Donald Moffitt - Genesis 01
would not have placed Kerthin among them. It made him feel responsible and protective.
“There’s every provision for human beings,” he soothed her. “Special safety couches. Everything. Even the amenities, like the little lounge in the terminal. They take good care of us.”
“How do you know?”
“I looked into it. They even spend extra fuel to boost at low g for us.”
“I’d still like to have a drink first,” she grumbled.
“There’ll be plenty to drink up there. Half the crowd’ll have to be poured back into the ferry, I’ll bet.” He smiled reassuringly. “And by the way, it’s not true that the Nar don’t care about dying. They care as much as we do. Until the end, when they’re through with life.”
A spread Nar with one of its arms in a computer sleeve stood in their path.
“May this one know your names, brother persons,” it said in fair Chin-pin-yin except for the gender confusion.
Bram told it, and it waved them on after presumably checking them off through its portable relay. There were no seat tokens—not even the simple plastic counters sometimes used to keep high-density systems like the bubble cars flowing smoothly during rush hours. The Nar did everything on the honor system.
“Is that all there is to it?” Kerthin exclaimed. “Anybody could have taken our places.”
“Who’d do a thing like that?” Bram asked.
“How do I know?” she said peevishly. She turned half away. “Somebody who wanted a free trip into orbit so they could get a close-up look at a tree.”
Bram laughed. “I don’t think that anybody who wanted to crash the farewell party would have to go to lengths like that. I don’t imagine the guest list was checked too carefully. The only reason they took our names here was to give the flight crew a little advance notice that our seats would be occupied on this lift.”
As if to punctuate his words, a great shuddering roar filled the air as some ferry farther down the line took off.
Bram looked up and saw a column of yellow fire paint itself across the clear violet sky. He couldn’t see the craft itself, only its blinding tail.
“There goes the first section,” he yelled against the deafening rumble in the sky. “We’re probably next.”
Kerthin clutched at his arm. Her face had gone pale.
“Easy,” he said. “You don’t have to take this ride if you don’t want to. We can still turn back.”
“No.” she said. “I’m going.”
She released his arm. Her lips were compressed with determination. She gave him a forced smile and moved quickly ahead of him toward the waiting jitney. It was an electric vehicle, not one of the big living walkers the Nar usually used for short and intermediate distances. Bram wondered if that was in deference to human sensibilities— a lot of people were made nervous by tons of living flesh that they unreasonably imagined might get out of control—or if mechanical systems were the norm here in this place where enormous energies were dispensed as a matter of course.
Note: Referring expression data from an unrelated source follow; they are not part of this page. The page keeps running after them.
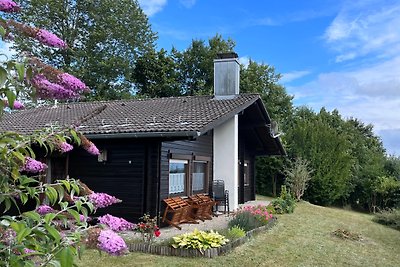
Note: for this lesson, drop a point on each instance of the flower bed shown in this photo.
(209, 253)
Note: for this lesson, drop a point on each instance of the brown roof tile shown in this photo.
(179, 115)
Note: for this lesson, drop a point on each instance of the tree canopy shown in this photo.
(104, 40)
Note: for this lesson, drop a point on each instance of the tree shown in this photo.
(313, 138)
(104, 38)
(45, 235)
(297, 177)
(196, 64)
(369, 159)
(155, 75)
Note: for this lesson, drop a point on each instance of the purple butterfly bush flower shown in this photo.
(92, 149)
(8, 6)
(72, 83)
(116, 224)
(33, 166)
(44, 209)
(50, 39)
(28, 251)
(17, 104)
(111, 243)
(102, 200)
(8, 236)
(47, 89)
(64, 147)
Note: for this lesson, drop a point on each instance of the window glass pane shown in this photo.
(177, 176)
(199, 176)
(246, 173)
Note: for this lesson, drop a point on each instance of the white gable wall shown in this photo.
(226, 158)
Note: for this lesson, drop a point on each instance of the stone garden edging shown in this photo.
(209, 253)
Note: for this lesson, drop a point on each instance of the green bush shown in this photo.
(390, 218)
(285, 203)
(235, 232)
(244, 220)
(199, 240)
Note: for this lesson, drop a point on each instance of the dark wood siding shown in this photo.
(130, 174)
(202, 146)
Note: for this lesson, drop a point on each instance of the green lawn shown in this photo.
(300, 239)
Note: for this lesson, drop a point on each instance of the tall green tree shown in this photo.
(105, 38)
(156, 75)
(314, 138)
(196, 64)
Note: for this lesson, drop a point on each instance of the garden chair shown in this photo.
(179, 210)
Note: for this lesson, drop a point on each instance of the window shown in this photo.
(188, 175)
(199, 180)
(178, 170)
(246, 172)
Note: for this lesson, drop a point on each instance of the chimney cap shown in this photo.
(227, 55)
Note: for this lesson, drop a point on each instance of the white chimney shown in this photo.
(226, 75)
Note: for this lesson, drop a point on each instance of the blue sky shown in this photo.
(332, 53)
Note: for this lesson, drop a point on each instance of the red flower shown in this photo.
(157, 233)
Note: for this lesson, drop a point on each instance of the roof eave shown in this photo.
(177, 134)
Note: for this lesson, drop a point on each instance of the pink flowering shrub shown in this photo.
(64, 147)
(50, 39)
(8, 6)
(92, 149)
(116, 224)
(251, 217)
(33, 166)
(148, 228)
(89, 146)
(17, 104)
(44, 209)
(102, 200)
(111, 243)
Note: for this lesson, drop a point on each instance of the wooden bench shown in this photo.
(180, 211)
(202, 206)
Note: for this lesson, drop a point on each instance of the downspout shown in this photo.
(158, 204)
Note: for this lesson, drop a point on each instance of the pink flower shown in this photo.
(8, 6)
(157, 233)
(50, 39)
(115, 223)
(72, 83)
(111, 243)
(33, 166)
(44, 209)
(64, 147)
(17, 104)
(92, 149)
(82, 218)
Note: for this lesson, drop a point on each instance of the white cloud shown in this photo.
(151, 7)
(188, 3)
(365, 28)
(294, 75)
(371, 94)
(299, 16)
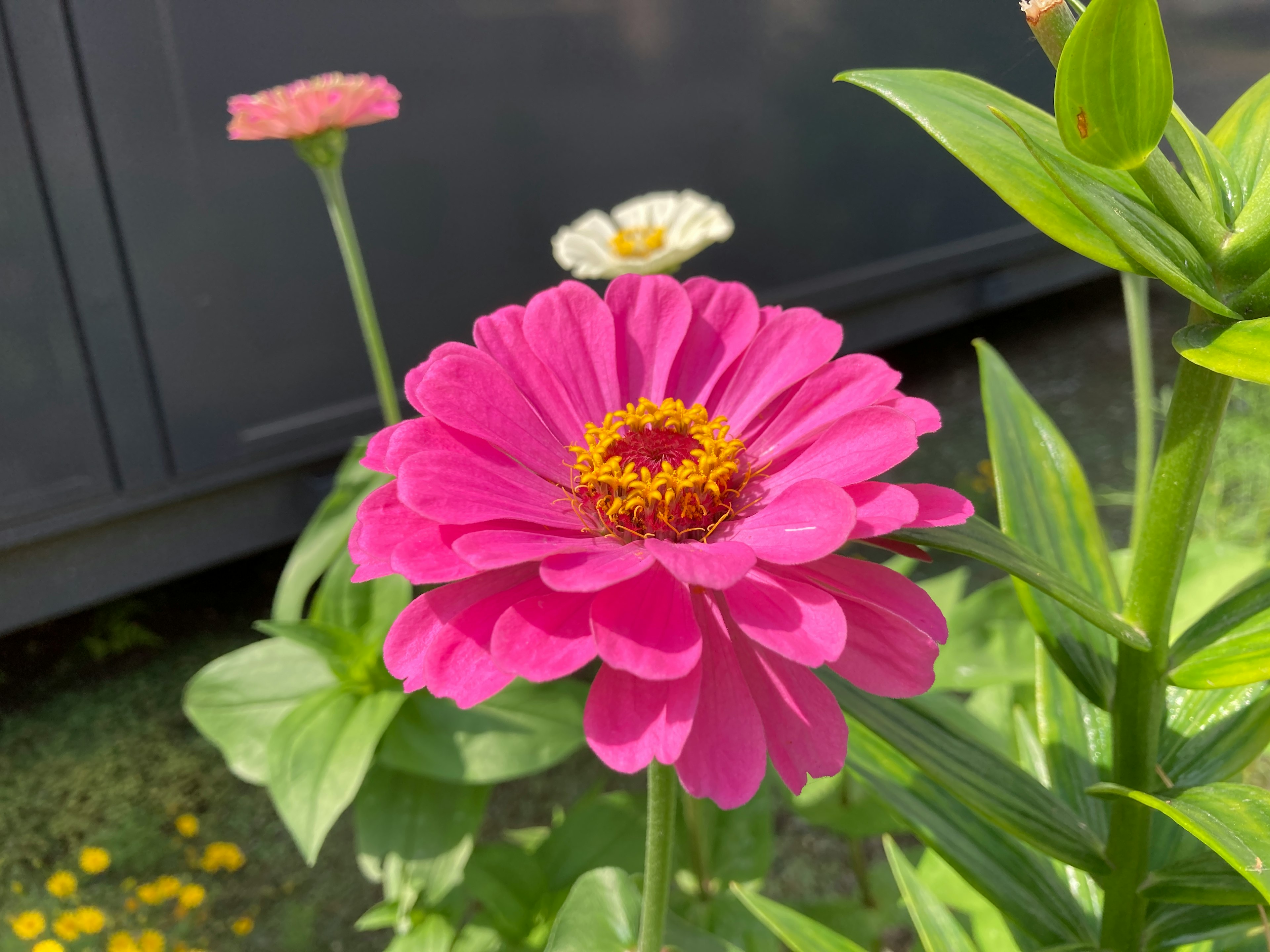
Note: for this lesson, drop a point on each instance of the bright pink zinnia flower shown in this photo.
(308, 107)
(659, 478)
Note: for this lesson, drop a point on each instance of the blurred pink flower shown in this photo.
(313, 106)
(659, 478)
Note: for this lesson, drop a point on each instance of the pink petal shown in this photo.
(860, 446)
(849, 384)
(884, 654)
(592, 572)
(630, 722)
(783, 353)
(646, 626)
(804, 727)
(460, 479)
(799, 621)
(493, 549)
(572, 332)
(724, 322)
(713, 565)
(938, 506)
(502, 337)
(881, 508)
(877, 584)
(726, 756)
(651, 318)
(545, 638)
(473, 394)
(417, 627)
(807, 521)
(458, 663)
(922, 412)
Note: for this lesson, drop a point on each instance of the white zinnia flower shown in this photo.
(647, 235)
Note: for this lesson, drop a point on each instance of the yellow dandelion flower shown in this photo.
(27, 926)
(95, 860)
(62, 884)
(89, 920)
(223, 856)
(191, 896)
(66, 927)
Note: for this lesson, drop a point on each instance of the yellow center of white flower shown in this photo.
(637, 243)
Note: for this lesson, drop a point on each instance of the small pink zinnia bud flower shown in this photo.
(308, 107)
(661, 478)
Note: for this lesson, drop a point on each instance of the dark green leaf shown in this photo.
(1150, 240)
(997, 790)
(327, 534)
(986, 542)
(953, 108)
(524, 729)
(1205, 880)
(1047, 507)
(798, 932)
(238, 700)
(1231, 819)
(319, 756)
(1116, 86)
(1016, 880)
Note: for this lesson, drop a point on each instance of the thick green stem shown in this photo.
(1137, 314)
(332, 182)
(658, 855)
(1185, 454)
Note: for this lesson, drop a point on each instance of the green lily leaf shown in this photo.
(984, 541)
(1231, 819)
(1014, 879)
(523, 730)
(1046, 506)
(1114, 88)
(319, 756)
(1150, 240)
(239, 700)
(1244, 135)
(953, 108)
(1203, 880)
(997, 790)
(1240, 349)
(327, 534)
(937, 926)
(794, 930)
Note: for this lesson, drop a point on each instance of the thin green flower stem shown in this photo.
(332, 182)
(1137, 713)
(663, 787)
(1137, 314)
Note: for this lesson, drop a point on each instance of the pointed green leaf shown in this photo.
(240, 698)
(986, 542)
(1146, 238)
(1202, 880)
(1244, 135)
(935, 925)
(524, 729)
(1240, 349)
(794, 930)
(1232, 819)
(319, 756)
(1013, 878)
(997, 790)
(1047, 507)
(1116, 86)
(953, 108)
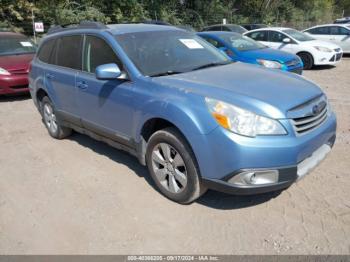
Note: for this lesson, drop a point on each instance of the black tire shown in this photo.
(194, 188)
(307, 59)
(60, 132)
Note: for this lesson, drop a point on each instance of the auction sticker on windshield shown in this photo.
(191, 43)
(26, 44)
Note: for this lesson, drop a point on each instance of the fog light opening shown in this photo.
(255, 177)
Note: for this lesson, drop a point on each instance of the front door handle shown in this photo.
(82, 85)
(49, 76)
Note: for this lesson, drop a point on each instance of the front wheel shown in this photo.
(307, 59)
(55, 129)
(173, 167)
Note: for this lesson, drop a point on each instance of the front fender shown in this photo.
(194, 122)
He got his answer when they boarded. Except for the three or four Nar sprawled out on splayed bases in the cleared center of the vehicle, all of the passengers were human, sitting around the perimeter on molded benches that had been temporarily glued to the floor alongside what had been the usual pedestal mounts. Thirty or forty people were already in place, dressed in festive multicolored clothes. A couple of preliminary parties were in progress among people who had brought jugs along, and a number of people had used their baggage allowances to take what looked like a variety of housewarming gifts scattered at their feet.
“Hi, over here!”
Bram waved back at the pair who had spotted him and pushed his way through with Kerthin to the empty seats.
“Kerthin, this is Trist and Nen,” Bram said. He didn’t know them very well; Trist had been one of the fellows at the bachelor lodge when he had been staying there, and he had met Nen several times when she had been Trist’s guest at one of the Tenday breakfasts or evening shindy s.
“I know,” Kerthin said shortly.
“Kerthin and I were in the same division at middle school,” Nen explained with a quick smile. She was a trim, rangy girl, not quite as tall as Kerthin, with pleasant, freckle-dusted features. “I haven’t seen you for pentayears. Are you still keeping up with your sculpture?”
“I don’t have time for that anymore.”